Plagiarism is a form of stealing. However, it sometimes is not as simple as other types of robbery. For example, during a home invasion, it is very clear what has been stolen since there is proof that person purchased the item. There are receipts that can guarantee the buyer ownership. In the case of ideas, the concept of intellectual property is a little murkier. How can we decide what is and is not ownable?

According to a survey by the Josephson Institute for Youths Ethics in 2017, one out of three students have used the internet to plagiarize an assignment. Some schools will go as far as suspending or expelling students who are caught stealing someone else’s work.

If the stakes are so high, why are kids risking it? There are lots of reason why. Students could have procrastinated, and need a five-page essay by tomorrow morning or they just might not understand the material. If they’re not good at writing, they might think plagiarizing is better than failing. But the bottom line is, it is not.

Besides the fact that plagiarism is a legitimate crime, it is also just unethical. Someone’s thoughts are their own; they have a right to them. If I spent the time thinking about and writing an essay, what gives you the right to take my hard work and benefit from it?

There is a reason why we copyright ideas. It gives us our favorite TV shows and movies and books and songs. DC Comics owns Batman. J.K. Rowling and Warner Bros. own Harry Potter. Taylor Swift owns all of her songs and also all the words in those songs, I guess.

Somebody came up with those ideas; it took time and energy and creativity. It isn’t fair to steal someone’s work just because it is not a tangible thing. Copyright laws protects artists and authors and all creative people. This a great thing. However, is it really possible to “own” something? If that was the case, wouldn’t everything be owned by now?

Not everything can be copyrighted. The Civil War ended in 1865. That is a fact and therefore cannot be plagiarized. A soldier’s personal account of the Civil War from his journal can be plagiarized. If I was writing a book and one of my characters said “I want candy” because they were hungry, that’s fine. But if they claimed to have written, “I want Candy” by the Strangeloves, that is not fine.
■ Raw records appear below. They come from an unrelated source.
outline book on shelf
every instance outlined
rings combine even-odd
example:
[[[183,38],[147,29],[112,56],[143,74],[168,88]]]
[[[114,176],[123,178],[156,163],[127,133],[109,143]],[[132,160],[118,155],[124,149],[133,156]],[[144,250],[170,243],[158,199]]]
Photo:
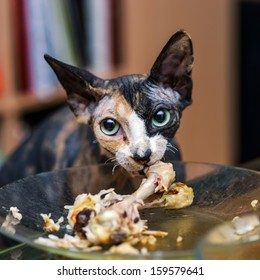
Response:
[[[58,81],[45,53],[107,72],[115,63],[120,0],[12,0],[18,91],[45,98]]]

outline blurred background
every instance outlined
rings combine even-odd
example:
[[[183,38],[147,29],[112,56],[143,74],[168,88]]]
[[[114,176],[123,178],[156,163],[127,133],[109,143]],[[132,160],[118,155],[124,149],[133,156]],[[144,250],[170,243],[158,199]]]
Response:
[[[259,157],[260,1],[1,0],[2,159],[64,103],[44,53],[103,78],[148,73],[179,29],[195,53],[194,102],[177,133],[183,159]]]

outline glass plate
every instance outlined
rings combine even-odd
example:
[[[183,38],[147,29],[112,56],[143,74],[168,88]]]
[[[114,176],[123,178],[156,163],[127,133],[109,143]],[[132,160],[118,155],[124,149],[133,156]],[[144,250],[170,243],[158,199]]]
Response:
[[[235,216],[253,213],[255,210],[251,201],[260,201],[259,172],[214,164],[174,162],[177,180],[193,187],[194,203],[180,210],[154,208],[141,211],[142,218],[148,220],[151,230],[169,233],[167,237],[158,239],[148,256],[85,253],[50,248],[34,242],[35,238],[46,235],[42,229],[40,213],[51,213],[54,220],[60,216],[66,218],[64,205],[72,204],[78,194],[94,194],[111,187],[117,193],[129,194],[139,186],[141,178],[133,179],[119,167],[112,174],[112,169],[112,165],[69,168],[38,174],[6,185],[0,189],[0,227],[11,206],[16,206],[23,218],[14,226],[13,233],[3,228],[0,233],[34,248],[73,259],[207,258],[207,255],[201,253],[203,237]],[[63,226],[57,234],[63,236],[65,232],[66,227]],[[176,242],[178,236],[183,238],[182,242]],[[225,250],[225,246],[222,249]],[[232,247],[229,250],[232,256]]]

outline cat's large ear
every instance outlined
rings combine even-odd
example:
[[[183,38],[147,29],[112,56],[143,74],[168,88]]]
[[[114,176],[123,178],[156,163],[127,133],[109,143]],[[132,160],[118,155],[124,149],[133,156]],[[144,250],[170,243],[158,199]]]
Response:
[[[44,58],[66,90],[67,102],[77,120],[88,123],[97,102],[104,96],[102,91],[104,80],[49,55],[44,55]]]
[[[193,47],[185,31],[175,33],[156,59],[149,80],[181,95],[183,108],[191,104]]]

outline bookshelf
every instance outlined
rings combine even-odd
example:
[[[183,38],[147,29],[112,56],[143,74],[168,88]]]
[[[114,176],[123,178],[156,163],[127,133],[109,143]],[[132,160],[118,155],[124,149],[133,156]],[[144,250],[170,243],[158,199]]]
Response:
[[[24,114],[55,108],[65,100],[59,87],[53,87],[46,98],[15,87],[11,2],[0,1],[0,73],[4,77],[4,90],[0,92],[0,149],[5,155],[24,137]],[[92,72],[96,75],[112,78],[147,73],[174,32],[186,29],[193,39],[194,103],[184,112],[177,134],[186,161],[233,164],[236,160],[236,2],[113,0],[113,5],[120,4],[113,23],[117,28],[114,50],[120,58],[113,58],[117,60],[115,67],[94,67]],[[91,71],[91,67],[87,68]]]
Plagiarism can be tricky. There are caveats and exceptions but the bottom line is, if someone put effort into creating something, you do not have the right to take it and stick it in an essay for class- unless you make sure it is clear that is is not your idea. Quote away! Paraphrase all day! As long as you include the author’s name after it and in your cited work, it is okay to mention someone else’s thought. The problem begins when people knowingly take other’s thoughts as their own.